Legal review of documentation
Legal Services must review the plan and social worker's report if:
- the plan relates to a subsequent child
- the plan addresses the needs of rangatahi aged 15 and over who are transitioning to independence
- there has been a breakdown for te tamaiti or rangatahi in a living arrangement that was intended to be a permanent care arrangement
- there has been a change in the permanent care goal
- the case is complex or high profile
- there is no consent or there is likely to be a defended hearing.
In other circumstances it is at the social worker’s discretion whether to review the plan with the Legal Services team. The social worker should consult with their supervisor throughout this process.
Court to provide copies of court plans to relevant people
Copies of court plans will be provided by the court to specified people at least 5 working days before the court sitting date. These specified people are listed in section 132 and include:
- those entitled to appear and be heard in the hearing, including their lawyers
- representatives for te tamaiti or rangatahi, including lawyers and lay advocates
- parent, guardians and the caregivers who usually have the care of te tamaiti or rangatahi
- Oranga Tamariki staff
- anyone else who the court considers has a proper interest in receiving a copy of the plan.

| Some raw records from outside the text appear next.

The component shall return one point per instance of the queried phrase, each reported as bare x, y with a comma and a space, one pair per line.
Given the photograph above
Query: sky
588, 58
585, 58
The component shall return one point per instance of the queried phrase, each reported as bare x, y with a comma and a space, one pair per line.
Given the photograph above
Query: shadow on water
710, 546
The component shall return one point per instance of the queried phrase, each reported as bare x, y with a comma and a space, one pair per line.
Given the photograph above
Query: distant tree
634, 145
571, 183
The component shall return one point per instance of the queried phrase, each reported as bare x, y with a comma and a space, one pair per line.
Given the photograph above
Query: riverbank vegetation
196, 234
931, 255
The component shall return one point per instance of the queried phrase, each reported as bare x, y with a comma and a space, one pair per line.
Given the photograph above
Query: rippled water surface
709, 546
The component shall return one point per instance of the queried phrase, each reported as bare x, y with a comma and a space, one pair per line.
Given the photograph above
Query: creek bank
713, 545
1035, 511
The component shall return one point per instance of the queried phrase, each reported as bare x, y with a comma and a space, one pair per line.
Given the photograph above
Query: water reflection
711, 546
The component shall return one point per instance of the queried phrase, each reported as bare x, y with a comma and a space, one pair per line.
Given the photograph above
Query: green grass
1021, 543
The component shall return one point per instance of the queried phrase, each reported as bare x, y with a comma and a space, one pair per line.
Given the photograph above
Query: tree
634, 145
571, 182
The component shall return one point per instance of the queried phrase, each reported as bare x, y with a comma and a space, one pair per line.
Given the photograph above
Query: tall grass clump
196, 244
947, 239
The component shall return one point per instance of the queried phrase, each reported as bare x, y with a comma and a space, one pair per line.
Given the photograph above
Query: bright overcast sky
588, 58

The court can choose to not disclose the plan to certain people if the disclosure would be detrimental to the physical or mental health, or the emotional wellbeing, of te tamaiti or rangatahi or another person (section 133).
If you think the plan should be shared with people who are not listed in section 132, consult with your regional solicitor about gaining the permission of the Family Court.

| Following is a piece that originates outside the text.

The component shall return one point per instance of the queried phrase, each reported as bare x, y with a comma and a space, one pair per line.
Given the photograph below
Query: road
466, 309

Recording Family Court outcomes
We must ensure that the court record for te tamaiti or rangatahi is accurate and any court outcomes are recorded in CYRAS in a timely manner.
Details of te tamaiti or rangatahi and their family and whānau must be accurately recorded in both CYRAS and court documents.
We must also take care to accurately record directions given by the court. Make arrangements to obtain a copy of court orders promptly after hearings and check that any orders accurately reflect the directions given. Any inconsistencies need to be identified and rectified quickly.
Legal status must be clearly recorded in CYRAS, along with the supporting documentation.
Reports to the court
The court can request reports from Oranga Tamariki under section 131 or 132 of the Care of Children Act or section 65 and 66 of the Family Violence Act 2018.
We must ensure that all reports are provided in the timely manner and in accordance with the brief set by the court.
Minors taking part in Family Court proceedings
Unless the court orders otherwise, a parent under the age of 18 years can only take part in Family Court proceedings with a litigation guardian. A litigation guardian is an adult authorised to direct the proceedings on the minor's behalf and is appointed by the court.
The Family Court Rules 2002 state that:
- a minor is a person under 18 years
- a minor can apply to take part in the proceedings without a litigation guardian if they are not prohibited by any enactment and are capable of making the decisions required or likely to be required and no reason exists that would make it in the interests of the minor to be represented.
The person appointed as a litigation guardian must consent to the appointment, be willing to perform the functions of a litigation guardian and be unlikely to have any conflicts of interest with the minor.
If a litigation guardian is to be appointed, this can occur by the court of its own motion or upon interlocutory application (with or without notice).
In any case involving parents under the age of 18 years consult with Legal Services at an early stage.